The role of glial cells in a mouse model of inherited retinal dystrophies

Abstract

Inherited retinal dystrophies are a heterogeneous group of degenerative disorders characterised by genetically induced photoreceptor loss, leading to vision loss. Despite their genetic and clinical complexity, most inherited retinal dystrophies follow a common pathological pathway characterised by photoreceptor death and glial activation. Although glial activation has been widely reported in retinal degenerative diseases, the underlying mechanisms involved in the neuron-glial interaction and the role of glial activation in the degenerative process remain unclear. In this thesis, investigation of the relationship between glial activation and photoreceptor loss was conducted using a mouse model of Leber congenital amaurosis, the cone-rod homeobox (Crx) knockout mouse. The first part of the study aimed to establish a framework of photoreceptor death and glial activity during the degeneration process. Thinning of the outer nuclear layer suggested that, in the Crx retina, photoreceptors do not die at a constant rate, but occurred mostly during two rapid degeneration periods. Analysis of the glial activities revealed that changes in both microglial activity and Müller activity are highly correlated with the two waves of photoreceptor death. The second part of the study investigated the role of microglial activation in the photoreceptor degeneration process using a microglial inhibitor, Neurostatin. The results suggest that microglial activation accelerates photoreceptor loss and that inhibiting microglial activity could slow the process down.
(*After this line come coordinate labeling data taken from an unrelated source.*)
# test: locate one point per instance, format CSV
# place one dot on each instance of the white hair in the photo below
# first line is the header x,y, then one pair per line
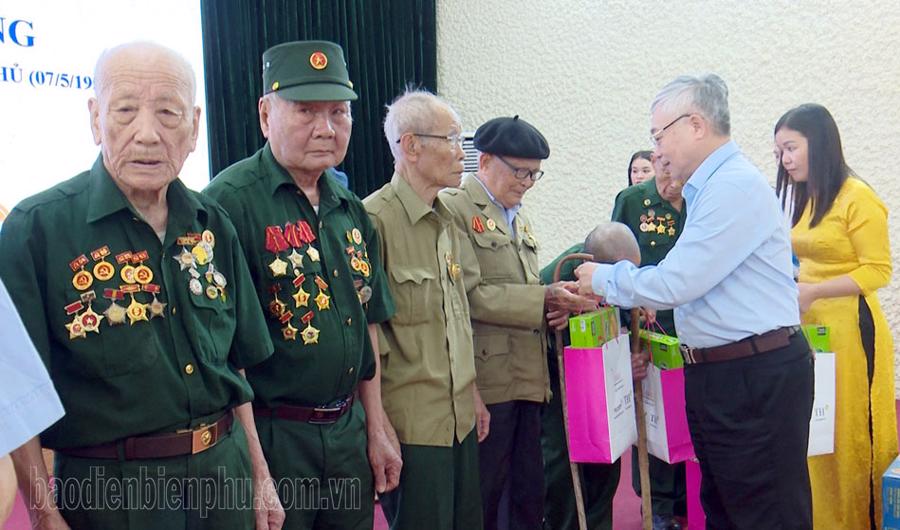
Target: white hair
x,y
149,47
412,112
707,95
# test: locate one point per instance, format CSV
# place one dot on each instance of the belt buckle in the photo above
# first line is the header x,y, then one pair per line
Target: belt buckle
x,y
687,353
204,437
325,415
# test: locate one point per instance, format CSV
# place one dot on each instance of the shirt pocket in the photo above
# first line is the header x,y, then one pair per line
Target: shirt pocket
x,y
495,252
414,294
214,325
492,359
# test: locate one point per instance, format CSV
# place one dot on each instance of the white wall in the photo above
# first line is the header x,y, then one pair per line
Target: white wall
x,y
585,71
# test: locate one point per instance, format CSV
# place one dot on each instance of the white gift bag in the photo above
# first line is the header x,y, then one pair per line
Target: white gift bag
x,y
821,422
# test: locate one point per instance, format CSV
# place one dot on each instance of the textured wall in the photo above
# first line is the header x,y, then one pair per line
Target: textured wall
x,y
585,72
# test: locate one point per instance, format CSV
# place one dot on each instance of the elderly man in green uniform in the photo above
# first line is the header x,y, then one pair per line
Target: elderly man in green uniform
x,y
138,299
508,306
314,257
654,212
429,372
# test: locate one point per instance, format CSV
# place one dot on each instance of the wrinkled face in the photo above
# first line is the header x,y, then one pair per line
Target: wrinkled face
x,y
641,170
667,187
306,136
674,147
439,159
143,120
791,150
499,175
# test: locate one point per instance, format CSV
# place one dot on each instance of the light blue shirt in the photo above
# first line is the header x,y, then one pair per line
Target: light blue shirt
x,y
729,275
508,213
28,401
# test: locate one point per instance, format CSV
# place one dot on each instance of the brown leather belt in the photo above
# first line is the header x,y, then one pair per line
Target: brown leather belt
x,y
315,415
752,345
179,443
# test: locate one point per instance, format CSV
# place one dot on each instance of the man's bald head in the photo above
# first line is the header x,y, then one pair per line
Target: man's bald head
x,y
143,53
612,242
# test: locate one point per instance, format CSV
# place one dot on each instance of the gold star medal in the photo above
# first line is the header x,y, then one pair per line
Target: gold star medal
x,y
103,270
310,334
142,273
115,314
278,267
296,259
82,279
157,308
75,327
136,311
323,301
90,320
185,259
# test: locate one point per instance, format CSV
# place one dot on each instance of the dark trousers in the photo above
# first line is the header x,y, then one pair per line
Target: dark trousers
x,y
668,489
749,421
510,460
438,488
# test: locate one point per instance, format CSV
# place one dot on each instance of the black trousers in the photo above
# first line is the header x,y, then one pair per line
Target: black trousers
x,y
749,421
510,460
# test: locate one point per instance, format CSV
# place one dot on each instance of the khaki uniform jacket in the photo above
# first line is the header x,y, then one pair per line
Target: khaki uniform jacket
x,y
505,294
427,371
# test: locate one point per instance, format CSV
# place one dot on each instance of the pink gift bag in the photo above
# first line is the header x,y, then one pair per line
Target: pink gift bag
x,y
665,416
600,401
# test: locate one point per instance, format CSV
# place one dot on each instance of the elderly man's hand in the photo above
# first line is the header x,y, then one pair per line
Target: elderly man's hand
x,y
558,318
269,512
384,457
564,296
585,274
639,363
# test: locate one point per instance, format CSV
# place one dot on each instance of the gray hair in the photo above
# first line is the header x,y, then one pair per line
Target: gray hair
x,y
612,242
412,112
149,47
707,95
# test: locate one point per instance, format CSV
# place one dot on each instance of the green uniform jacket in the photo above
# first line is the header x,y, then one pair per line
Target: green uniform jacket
x,y
656,224
506,297
427,370
318,296
164,367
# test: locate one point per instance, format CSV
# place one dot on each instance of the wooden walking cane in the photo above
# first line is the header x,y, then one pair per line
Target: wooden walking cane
x,y
643,458
573,467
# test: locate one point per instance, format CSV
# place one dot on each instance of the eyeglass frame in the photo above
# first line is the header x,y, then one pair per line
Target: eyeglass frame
x,y
534,174
654,137
454,139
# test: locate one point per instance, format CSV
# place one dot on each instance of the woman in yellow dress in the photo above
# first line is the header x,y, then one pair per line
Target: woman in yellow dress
x,y
840,236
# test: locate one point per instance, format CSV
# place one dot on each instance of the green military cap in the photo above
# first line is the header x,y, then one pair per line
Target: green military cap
x,y
511,137
311,70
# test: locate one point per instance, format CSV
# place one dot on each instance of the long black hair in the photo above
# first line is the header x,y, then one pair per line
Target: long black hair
x,y
646,155
826,169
These findings demonstrate a spatiotemporal relationship between microglial activity and photoreceptor degeneration, indicating a possible contribution of microglial cells towards photoreceptor loss. Taken together, these observations suggest that microglial inhibition is a promising strategy for visual restoration in retinal degeneration and provides important insights for future studies on microglial activation in retinal diseases.